Çevre kanında kırmızı kan hücresi kitlesinde azalma veya hemoglobin miktarının yaş ve cinsiyete göre normal kabul edilen değerin altında olması durumuna anemi denildiğini belirten Çoraoğlu, şunları kaydetti:
"Anemi dünya nüfusunun yüzde 25-30'unu etkiliyor. Okul öncesi çocuklarda ve doğurganlık çağındaki kadınlarda diğer yaş gruplarına göre daha sık anemi görülüyor. Anemili bir hastadaki semptomlar, aneminin kendisine ve altında yatan hastalığa bağlı. Nefes darlığı, çarpıntı, göğüs ağrısı, tırnak kırılması, saç dökülmesi, solukluk, baş ağrısı, baş dönmesi, kulak çınlaması, konsantrasyon azalması, ellerde uyuşma, uyku hali, huzursuzluk, kas güçsüzlüğü, sindirim problemleri, dilde yanma ve yutma güçlüğü, böbrek fonksiyon bozukluğu, sık enfeksiyon, kadınlarda adet dönemi bozuklukları, erkeklerde libido kaybı görülebilir. Belirtilerin şiddeti kişiye göre farklılık gösterebilir. Çevre kanındaki hemoglobin miktarı, aneminin oluş hızı, eşlik eden hastalıklar ve hasta yaşı belirtilerin şiddetini etkileyen durumlardır."

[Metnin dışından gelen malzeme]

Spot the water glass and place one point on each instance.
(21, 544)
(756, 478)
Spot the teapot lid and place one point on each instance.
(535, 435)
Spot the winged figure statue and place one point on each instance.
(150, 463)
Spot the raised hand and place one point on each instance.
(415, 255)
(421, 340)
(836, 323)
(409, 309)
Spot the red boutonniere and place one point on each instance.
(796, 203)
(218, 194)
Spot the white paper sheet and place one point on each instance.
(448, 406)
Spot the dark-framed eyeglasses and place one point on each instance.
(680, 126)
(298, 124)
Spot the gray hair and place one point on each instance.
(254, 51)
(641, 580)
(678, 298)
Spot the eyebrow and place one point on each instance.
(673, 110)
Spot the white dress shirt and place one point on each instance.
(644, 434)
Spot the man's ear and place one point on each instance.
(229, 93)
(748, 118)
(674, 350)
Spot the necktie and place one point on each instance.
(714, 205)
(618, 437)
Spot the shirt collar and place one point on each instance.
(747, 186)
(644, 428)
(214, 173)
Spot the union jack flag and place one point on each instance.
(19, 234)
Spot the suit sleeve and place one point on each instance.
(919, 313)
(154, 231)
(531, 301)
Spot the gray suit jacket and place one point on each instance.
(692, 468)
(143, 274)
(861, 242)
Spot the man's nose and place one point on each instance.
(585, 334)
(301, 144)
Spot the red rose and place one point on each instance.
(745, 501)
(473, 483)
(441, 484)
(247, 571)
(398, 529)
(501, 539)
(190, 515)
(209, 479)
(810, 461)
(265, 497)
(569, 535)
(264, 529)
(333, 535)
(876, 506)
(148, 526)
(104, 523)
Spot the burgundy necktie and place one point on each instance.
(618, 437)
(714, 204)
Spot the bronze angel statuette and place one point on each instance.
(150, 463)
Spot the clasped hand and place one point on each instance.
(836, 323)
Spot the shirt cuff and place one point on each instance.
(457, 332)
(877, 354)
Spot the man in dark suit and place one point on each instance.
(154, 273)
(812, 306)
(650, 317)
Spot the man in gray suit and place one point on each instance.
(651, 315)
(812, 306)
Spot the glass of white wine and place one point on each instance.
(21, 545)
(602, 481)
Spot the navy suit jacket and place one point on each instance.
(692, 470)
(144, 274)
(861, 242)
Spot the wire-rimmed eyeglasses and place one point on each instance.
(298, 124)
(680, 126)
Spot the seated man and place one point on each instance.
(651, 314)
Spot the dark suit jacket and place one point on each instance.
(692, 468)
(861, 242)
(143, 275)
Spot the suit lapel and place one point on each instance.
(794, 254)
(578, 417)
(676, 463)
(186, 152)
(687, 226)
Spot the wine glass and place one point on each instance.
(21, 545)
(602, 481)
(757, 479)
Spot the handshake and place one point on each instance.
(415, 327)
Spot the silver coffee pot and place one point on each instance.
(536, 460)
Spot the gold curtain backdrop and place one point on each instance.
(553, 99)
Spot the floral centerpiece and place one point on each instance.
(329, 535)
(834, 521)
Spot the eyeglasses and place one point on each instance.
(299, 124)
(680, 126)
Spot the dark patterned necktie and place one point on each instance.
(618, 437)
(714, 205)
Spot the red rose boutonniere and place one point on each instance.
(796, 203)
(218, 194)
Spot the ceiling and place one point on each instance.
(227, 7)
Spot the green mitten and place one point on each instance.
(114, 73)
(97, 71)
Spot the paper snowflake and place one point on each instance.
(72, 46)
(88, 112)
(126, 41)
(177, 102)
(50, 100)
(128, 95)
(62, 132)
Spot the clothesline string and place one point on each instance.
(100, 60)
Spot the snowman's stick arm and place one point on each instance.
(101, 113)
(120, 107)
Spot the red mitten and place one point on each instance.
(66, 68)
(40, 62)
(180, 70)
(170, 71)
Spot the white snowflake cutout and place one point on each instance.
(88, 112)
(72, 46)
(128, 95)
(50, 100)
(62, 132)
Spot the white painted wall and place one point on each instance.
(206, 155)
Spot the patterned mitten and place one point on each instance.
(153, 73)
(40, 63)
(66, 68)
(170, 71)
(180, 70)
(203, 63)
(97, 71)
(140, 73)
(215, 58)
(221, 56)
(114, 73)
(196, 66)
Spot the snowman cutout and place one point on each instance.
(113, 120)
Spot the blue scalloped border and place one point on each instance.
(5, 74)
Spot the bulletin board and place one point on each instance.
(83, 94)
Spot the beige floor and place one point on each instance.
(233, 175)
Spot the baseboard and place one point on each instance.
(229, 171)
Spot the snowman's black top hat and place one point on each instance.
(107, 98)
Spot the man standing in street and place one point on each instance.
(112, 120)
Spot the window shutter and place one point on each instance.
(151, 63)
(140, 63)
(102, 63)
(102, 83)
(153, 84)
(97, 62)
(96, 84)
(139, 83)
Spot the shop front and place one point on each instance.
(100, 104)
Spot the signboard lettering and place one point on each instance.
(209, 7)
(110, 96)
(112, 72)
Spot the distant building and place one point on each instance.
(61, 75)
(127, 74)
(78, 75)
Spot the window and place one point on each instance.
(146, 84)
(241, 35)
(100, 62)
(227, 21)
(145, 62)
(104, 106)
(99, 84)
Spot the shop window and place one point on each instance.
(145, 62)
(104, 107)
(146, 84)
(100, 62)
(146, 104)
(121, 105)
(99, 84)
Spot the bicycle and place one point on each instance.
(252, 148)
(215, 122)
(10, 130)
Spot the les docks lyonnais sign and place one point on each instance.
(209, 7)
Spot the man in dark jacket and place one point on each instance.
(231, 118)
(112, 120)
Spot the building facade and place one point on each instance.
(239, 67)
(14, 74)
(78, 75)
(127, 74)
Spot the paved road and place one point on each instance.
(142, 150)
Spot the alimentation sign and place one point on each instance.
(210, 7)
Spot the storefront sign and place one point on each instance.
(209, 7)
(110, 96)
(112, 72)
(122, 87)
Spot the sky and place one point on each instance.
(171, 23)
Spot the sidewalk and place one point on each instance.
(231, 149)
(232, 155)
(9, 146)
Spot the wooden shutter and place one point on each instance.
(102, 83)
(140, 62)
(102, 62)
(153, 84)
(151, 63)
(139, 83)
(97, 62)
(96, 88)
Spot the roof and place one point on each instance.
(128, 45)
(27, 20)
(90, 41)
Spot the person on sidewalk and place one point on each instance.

- "Kalp yetersizliğine neden olabilir"
Çoraoğlu, aneminin tedavi edilmediğinde birçok soruna neden olabileceğini aktararak, "Anemi durumunda tüm organ ve dokularda oksijen yetersizliği gelişir, bu durum tedavi edilmediğinde uzun vadede organların fonksiyonlarında bozulmalara yol açar. Organlara yeterli kan gönderebilmek için kalp daha fazla çalışır, neticede kalp büyümesi veya yetersizliği gelişebilir. Tedavi edilmediğinde altta yatan hastalığın gözden kaçması ya da ilerlemesi de söz konusu olur." ifadelerini kullandı.
Vücudun demir ihtiyacının arttığı dönemlerde mutlaka demir desteği alınması gerektiğini belirten Çoraoğlu şu bilgileri verdi:
"Artmış demir kaybına neden olan aşırı adet kanaması, hemoroid, idrarda kanama, balgamla kan gelmesi gibi durumların tedavi edilmesi gerekiyor. Yetersiz alımı önlemek için diyette demirden zengin gıdaların alınması sağlanmalı. Bunlar ise kırmızı et, kuru baklagiller, koyu yeşil yapraklı sebzeler, nane, kimyon, tofu, fındık, yulaf gibi besinlerden elde ediliyor.
Demir eksikliğinin tedavisi için 3 yol var. Bunlar, ağızdan, kas içinden ve damardan demir tedavisidir. Tedavi için hangi yolun seçileceği hastanın semptomlarına, çevre kanındaki hemoglobin miktarına, aneminin oluş hızına, eşlik eden hastalıkların olup olmamasına ve hastanın yaşına göre belirlenir. Bazı durumlarda da hastaya kan takılması gerekebilir."